Goodenia delicata is a species of flowering plant in the family Goodeniaceae and is endemic to eastern Australia. It is a low-lying to ascending herb with linear to narrow elliptic leaves mostly at the base of the plant, and racemes of yellow flowers.

==Description==
Goodenia delicata is a low-lying to ascending, short-lived herb with more or less hairy stems to 50 cm long that become glabrous as they age. The leaves are mostly at the base of the plant, linear to narrow elliptic, 20–60 mm long and 2–13 mm wide, sometimes with teeth on the edges.

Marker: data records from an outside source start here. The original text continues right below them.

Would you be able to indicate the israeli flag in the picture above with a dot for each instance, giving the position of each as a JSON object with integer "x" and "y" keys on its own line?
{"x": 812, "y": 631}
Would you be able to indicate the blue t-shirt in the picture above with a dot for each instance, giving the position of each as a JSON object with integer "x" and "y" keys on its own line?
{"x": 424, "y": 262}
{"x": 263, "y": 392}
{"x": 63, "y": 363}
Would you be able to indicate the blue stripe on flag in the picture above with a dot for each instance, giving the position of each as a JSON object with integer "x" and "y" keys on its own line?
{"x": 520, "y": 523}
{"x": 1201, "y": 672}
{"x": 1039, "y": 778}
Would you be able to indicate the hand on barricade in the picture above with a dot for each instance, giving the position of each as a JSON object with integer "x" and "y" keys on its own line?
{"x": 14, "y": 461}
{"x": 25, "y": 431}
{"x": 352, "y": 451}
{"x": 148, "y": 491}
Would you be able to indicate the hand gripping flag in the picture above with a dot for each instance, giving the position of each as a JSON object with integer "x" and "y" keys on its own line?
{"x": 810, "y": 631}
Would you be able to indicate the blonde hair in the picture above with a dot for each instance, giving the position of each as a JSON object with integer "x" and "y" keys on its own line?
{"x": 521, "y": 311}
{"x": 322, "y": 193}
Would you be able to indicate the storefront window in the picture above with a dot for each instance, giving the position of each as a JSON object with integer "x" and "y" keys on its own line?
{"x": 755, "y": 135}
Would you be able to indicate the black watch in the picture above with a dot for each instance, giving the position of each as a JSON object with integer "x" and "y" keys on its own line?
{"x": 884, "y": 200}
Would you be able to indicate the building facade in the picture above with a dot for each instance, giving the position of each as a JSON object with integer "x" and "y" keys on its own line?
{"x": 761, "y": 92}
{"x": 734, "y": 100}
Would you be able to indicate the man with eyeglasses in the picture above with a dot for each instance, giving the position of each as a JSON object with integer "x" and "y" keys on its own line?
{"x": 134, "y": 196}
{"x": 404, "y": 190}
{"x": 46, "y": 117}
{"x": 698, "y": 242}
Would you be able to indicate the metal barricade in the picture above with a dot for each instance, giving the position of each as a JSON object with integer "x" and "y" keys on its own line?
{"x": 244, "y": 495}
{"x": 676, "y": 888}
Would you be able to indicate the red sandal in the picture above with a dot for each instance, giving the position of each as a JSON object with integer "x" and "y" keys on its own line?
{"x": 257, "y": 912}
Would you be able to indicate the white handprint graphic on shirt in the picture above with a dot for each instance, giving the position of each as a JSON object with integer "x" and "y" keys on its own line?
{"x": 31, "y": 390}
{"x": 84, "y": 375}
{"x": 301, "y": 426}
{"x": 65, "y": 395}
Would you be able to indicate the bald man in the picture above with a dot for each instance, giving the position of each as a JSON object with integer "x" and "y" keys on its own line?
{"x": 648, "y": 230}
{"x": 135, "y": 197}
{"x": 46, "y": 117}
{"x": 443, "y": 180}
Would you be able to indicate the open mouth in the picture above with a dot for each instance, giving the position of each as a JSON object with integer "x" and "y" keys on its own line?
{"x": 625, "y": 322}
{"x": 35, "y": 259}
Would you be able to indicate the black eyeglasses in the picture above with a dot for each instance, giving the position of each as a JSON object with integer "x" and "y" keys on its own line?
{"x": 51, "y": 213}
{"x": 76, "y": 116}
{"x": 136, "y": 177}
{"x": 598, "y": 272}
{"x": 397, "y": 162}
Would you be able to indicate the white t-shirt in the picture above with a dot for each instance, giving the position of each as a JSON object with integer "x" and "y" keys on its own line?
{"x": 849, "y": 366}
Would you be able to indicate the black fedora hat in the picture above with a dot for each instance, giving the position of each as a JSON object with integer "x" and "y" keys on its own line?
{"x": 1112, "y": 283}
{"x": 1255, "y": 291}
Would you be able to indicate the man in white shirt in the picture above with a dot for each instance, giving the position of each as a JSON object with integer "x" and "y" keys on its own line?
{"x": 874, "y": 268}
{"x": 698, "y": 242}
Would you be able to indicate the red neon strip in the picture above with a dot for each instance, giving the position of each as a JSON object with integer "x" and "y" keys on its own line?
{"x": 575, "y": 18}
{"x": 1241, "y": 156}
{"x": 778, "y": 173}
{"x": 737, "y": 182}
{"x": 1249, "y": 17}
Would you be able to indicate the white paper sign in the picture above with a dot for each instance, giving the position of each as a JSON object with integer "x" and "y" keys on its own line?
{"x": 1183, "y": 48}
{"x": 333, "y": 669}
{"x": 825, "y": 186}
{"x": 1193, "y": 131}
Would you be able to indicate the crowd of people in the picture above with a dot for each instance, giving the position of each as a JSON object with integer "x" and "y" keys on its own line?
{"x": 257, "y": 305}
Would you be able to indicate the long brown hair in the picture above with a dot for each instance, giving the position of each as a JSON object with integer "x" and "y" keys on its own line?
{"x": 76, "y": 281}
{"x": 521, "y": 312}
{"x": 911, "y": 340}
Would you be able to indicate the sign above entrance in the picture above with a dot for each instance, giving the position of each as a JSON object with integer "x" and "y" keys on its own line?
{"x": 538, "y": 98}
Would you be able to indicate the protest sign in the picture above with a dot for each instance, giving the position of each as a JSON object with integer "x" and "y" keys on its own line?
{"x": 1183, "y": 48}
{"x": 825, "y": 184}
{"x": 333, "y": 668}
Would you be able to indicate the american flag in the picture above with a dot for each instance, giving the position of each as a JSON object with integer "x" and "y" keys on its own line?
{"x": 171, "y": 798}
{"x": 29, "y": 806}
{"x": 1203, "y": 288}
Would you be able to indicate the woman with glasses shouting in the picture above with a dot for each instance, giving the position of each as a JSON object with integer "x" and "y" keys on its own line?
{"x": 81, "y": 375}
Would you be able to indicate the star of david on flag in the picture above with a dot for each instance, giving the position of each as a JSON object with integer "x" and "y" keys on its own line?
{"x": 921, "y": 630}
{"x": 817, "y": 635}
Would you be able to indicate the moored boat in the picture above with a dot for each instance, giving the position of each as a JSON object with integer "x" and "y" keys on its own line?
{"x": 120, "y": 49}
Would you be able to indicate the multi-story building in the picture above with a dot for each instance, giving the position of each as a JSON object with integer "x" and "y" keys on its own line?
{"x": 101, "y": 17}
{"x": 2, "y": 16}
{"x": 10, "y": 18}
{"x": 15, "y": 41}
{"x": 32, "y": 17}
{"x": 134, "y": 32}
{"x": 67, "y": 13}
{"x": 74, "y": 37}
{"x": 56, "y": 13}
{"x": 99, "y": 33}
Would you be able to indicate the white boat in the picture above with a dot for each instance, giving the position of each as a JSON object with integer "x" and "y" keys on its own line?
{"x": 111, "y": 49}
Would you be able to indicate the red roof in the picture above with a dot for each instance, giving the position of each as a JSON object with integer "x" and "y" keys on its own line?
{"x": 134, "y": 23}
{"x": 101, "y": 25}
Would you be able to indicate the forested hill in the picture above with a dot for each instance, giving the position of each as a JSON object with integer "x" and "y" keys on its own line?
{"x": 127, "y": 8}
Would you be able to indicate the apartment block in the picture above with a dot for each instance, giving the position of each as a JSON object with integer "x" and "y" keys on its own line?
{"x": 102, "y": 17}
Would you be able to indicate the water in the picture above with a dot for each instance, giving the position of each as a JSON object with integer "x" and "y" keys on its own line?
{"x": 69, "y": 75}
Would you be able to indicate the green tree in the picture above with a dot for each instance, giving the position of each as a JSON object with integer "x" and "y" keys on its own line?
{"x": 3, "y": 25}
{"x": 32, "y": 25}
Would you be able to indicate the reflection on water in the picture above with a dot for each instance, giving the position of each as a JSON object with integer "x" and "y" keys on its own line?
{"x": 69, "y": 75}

The flowers are arranged in racemes up to 400 mm long on a peduncle 5–20 mm long with linear bracteoles 1–2 mm long at the base, each flower on a pedicel 5–10 mm long. The sepals are narrow egg-shaped, 2–2.5 mm long, the corolla yellow, 10–13 mm long. The lower lobes of the corolla are 4–4.5 mm long with wings about 1 mm wide. Flowering occurs from October to June and the fruit is a more or less spherical capsule about 8 mm in diameter.

==Taxonomy and naming==
Goodenia delicata was first formally described in 1990 by Roger Charles Carolin in the journal Telopea from material collected in 1959 by Leslie Pedley near Westmar in Queensland.

==Distribution and habitat==
This goodenia grows in forest and woodland on the tablelands of south-eastern Queensland and northern New South Wales.